F(n) denotes the square root of average total residue in all boxes when box length is n, thus Total_Residue = sum_{k=1}^{N}{(y(k)-yn(k))} F(n) = sqrt(Total_Residue/N)
The computing to F(n) is carried out for every box length n. Therefore, a relationship between n and F(n) can be obtained. In general, F(n) increases when n increases.
Finally, the relationship between F(n) and n is analyzed.
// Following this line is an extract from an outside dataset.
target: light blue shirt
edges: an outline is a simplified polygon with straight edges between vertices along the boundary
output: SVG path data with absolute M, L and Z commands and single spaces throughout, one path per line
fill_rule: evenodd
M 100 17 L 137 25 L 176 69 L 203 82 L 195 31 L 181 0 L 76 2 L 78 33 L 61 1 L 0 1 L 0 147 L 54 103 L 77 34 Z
A least square fitting is performed between log(F(n)) and log(n). The slope of the fitting line is the DFA value, denoted as Alpha. To white noise, Alpha should be 0.5. Higher level of signal complexity is related to higher Alpha.
Parameters: - X – 1-D Python list or numpy array a time series
- Ave – integer, optional The average value of the time series
- L – 1-D Python list of integers A list of box size, integers in ascending order
Returns: integer the result of DFA analysis, thus the slope of fitting line of log(F(n)) vs. log(n). where n is the
Return type: Alpha
Examples
>>> import pyeeg >>> from numpy.random import randn >>> print pyeeg.dfa(randn(4096)) 0.490035110345
Peng C-K, Havlin S, Stanley HE, Goldberger AL. Quantification of scaling exponents and crossover phenomena in nonstationary heartbeat time series. _Chaos_ 1995;5:82-87
Notes
This value depends on the box sizes very much. When the input is a white noise, this value should be 0.5. But, some choices on box sizes can lead to the value lower or higher than 0.5, e.g. 0.38 or 0.58.
Based on many test, I set the box sizes from 1/5 of signal length to one (x-5)-th of the signal length, where x is the nearest power of 2 from the length of the signal, i.e., 1/16, 1/32, 1/64, 1/128, ...
You may generate a list of box sizes and pass in such a list as a parameter.